Feds Seek Public Input On Plan to Decommission Three Mile Island

  • Marie Cusick

Plans call for the Three Mile Island nuclear plant to be dismantled between 2034 and 2044.

Plans call for the Three Mile Island nuclear plant to be dismantled between 2034 and 2044.

Thirty-five years after the worst nuclear accident in U.S. history, plans for the eventual decommissioning of the Three Mile Island plant are still causing a stir.
In a sparsely attended yet contentious public meeting tonight in Hershey, the federal Nuclear Regulatory Commission discussed plans for the eventual decommissioning of the plant.
About a dozen people turned out to talk about the plans, which call for dismantling the mothballed Unit 2 along with the operational Unit 1 when its license expires in 2034.
The decommissioning would take place over a ten year period, with full site restoration by 2054 — 75 years after the accident.
Neil Sheehan is a spokesman for the NRC. He says it makes practical and economic sense to decommission the reactors together.
“Would we like it move faster? Yeah. There are many cases where that would be ideal,” he says, But unfortunately there are circumstances that prevent that.”
The process is expected to cost about $950 million (in 2012 dollars).
Representatives from the nuclear watchdog group Three Mile Island Alert criticized the NRC and the plant’s operators for decades of delays—pointing out this latest decommissioning report was submitted 18 years late.
Eric Epstein chairs the organization and says he doesn’t believe the plant will be cleaned up until the 22nd century.
“I’ve been coming to meeting, after meeting, after meeting for 35 years.

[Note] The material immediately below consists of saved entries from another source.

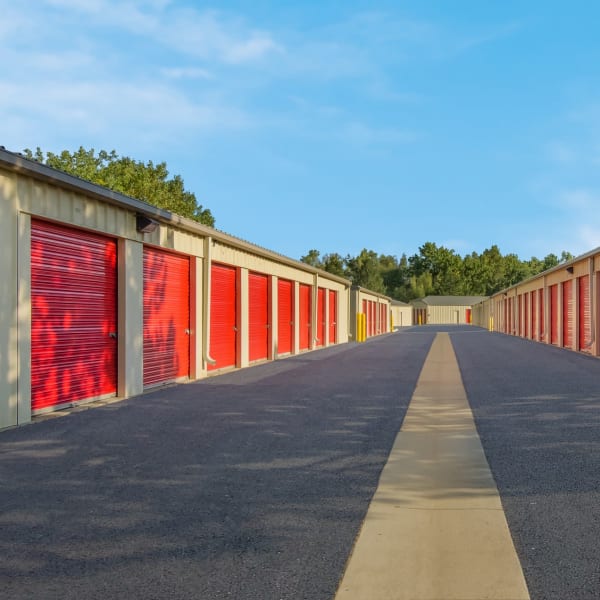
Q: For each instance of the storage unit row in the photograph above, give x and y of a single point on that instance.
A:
(557, 307)
(97, 304)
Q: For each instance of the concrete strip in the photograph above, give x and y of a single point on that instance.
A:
(435, 528)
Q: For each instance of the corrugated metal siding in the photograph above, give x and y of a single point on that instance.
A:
(166, 316)
(73, 315)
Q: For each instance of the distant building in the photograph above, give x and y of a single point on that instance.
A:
(402, 313)
(444, 310)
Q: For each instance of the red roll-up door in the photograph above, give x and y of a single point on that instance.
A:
(554, 314)
(285, 316)
(73, 315)
(527, 331)
(166, 316)
(258, 317)
(366, 313)
(568, 313)
(332, 317)
(534, 316)
(304, 316)
(223, 316)
(320, 341)
(543, 335)
(585, 314)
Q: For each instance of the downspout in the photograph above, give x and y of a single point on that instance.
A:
(206, 282)
(315, 313)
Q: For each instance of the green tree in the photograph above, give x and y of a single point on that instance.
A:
(444, 266)
(144, 181)
(364, 270)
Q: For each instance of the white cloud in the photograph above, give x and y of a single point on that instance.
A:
(205, 34)
(360, 133)
(186, 73)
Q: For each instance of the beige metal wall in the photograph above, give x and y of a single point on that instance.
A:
(447, 315)
(23, 197)
(402, 315)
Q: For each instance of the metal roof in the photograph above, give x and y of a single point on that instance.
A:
(20, 164)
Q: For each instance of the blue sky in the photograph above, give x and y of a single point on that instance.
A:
(330, 125)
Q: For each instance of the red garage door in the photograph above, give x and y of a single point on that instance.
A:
(332, 317)
(73, 315)
(568, 314)
(554, 314)
(258, 317)
(166, 316)
(223, 316)
(305, 309)
(534, 316)
(285, 316)
(542, 315)
(320, 341)
(585, 314)
(527, 331)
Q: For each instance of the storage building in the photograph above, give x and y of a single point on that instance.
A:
(372, 310)
(106, 296)
(444, 310)
(558, 306)
(401, 314)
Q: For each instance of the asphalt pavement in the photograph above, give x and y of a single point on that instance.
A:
(248, 485)
(254, 484)
(537, 410)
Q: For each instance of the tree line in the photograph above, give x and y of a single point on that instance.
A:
(143, 181)
(434, 270)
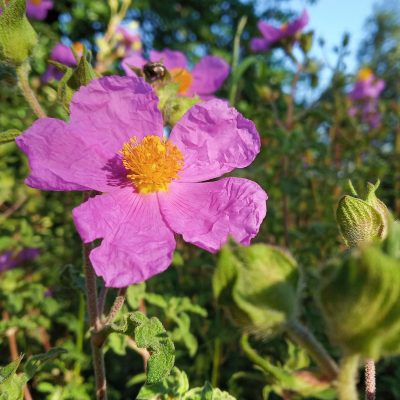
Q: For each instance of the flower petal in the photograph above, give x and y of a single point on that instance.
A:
(270, 33)
(111, 110)
(136, 244)
(205, 214)
(61, 160)
(133, 60)
(170, 58)
(208, 75)
(214, 139)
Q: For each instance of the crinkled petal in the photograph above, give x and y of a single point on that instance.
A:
(133, 60)
(111, 110)
(214, 139)
(208, 75)
(170, 58)
(205, 214)
(61, 160)
(270, 33)
(298, 24)
(137, 244)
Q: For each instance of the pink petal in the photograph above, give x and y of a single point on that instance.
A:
(136, 244)
(170, 58)
(269, 32)
(208, 75)
(133, 60)
(205, 214)
(214, 139)
(61, 160)
(111, 110)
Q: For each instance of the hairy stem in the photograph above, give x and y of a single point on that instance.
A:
(23, 82)
(97, 352)
(370, 384)
(116, 307)
(303, 337)
(347, 380)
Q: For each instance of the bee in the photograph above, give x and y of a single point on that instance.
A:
(155, 71)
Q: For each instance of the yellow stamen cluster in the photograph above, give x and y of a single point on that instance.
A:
(152, 164)
(364, 74)
(183, 78)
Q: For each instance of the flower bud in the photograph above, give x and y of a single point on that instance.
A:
(17, 37)
(362, 220)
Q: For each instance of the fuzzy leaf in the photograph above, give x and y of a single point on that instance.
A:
(149, 334)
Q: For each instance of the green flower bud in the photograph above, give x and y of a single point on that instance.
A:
(17, 37)
(359, 295)
(259, 285)
(362, 220)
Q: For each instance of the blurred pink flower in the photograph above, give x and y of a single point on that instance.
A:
(153, 187)
(63, 55)
(364, 97)
(272, 35)
(9, 260)
(38, 9)
(207, 76)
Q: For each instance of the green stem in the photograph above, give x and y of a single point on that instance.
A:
(303, 337)
(80, 332)
(23, 81)
(347, 379)
(235, 59)
(97, 352)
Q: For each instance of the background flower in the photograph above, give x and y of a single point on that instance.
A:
(272, 35)
(206, 77)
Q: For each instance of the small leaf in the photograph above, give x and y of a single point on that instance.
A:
(35, 363)
(149, 334)
(9, 135)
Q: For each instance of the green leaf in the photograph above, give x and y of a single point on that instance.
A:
(359, 295)
(173, 387)
(35, 363)
(149, 334)
(9, 135)
(10, 369)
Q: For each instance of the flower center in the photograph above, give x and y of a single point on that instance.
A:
(183, 78)
(152, 164)
(364, 74)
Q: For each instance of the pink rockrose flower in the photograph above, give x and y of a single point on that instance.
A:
(207, 76)
(364, 97)
(63, 55)
(9, 260)
(272, 35)
(152, 187)
(38, 9)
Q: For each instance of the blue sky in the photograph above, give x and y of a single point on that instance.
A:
(331, 18)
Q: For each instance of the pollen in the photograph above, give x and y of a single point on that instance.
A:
(364, 74)
(152, 164)
(183, 78)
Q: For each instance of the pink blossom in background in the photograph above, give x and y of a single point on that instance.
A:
(271, 35)
(364, 97)
(9, 260)
(63, 55)
(152, 187)
(38, 9)
(206, 77)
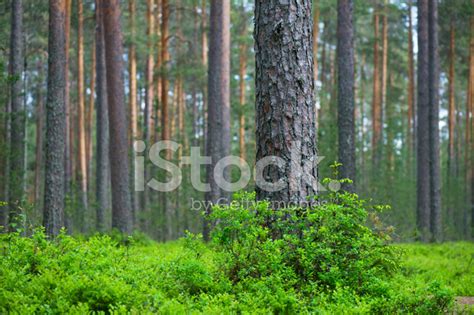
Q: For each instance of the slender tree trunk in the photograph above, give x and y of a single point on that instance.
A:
(285, 117)
(18, 117)
(81, 113)
(315, 56)
(102, 119)
(376, 106)
(345, 91)
(218, 137)
(55, 120)
(435, 168)
(451, 126)
(69, 154)
(121, 202)
(411, 86)
(242, 87)
(90, 115)
(150, 66)
(39, 150)
(423, 134)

The projections have been off. The promises have been broken.” he says, “I think a lot of people are operating under the assumption the plant has been cleaned up– it’s been de-fueled. One of the most vexing problems is there’s nowhere to take the waste.”
The decommissioning report was submitted to the NRC by FirstEnergy, which owns Unit 1, earlier this summer.
Although the NRC is not required to approve the report, it’s under review and the agency is seeking public comment.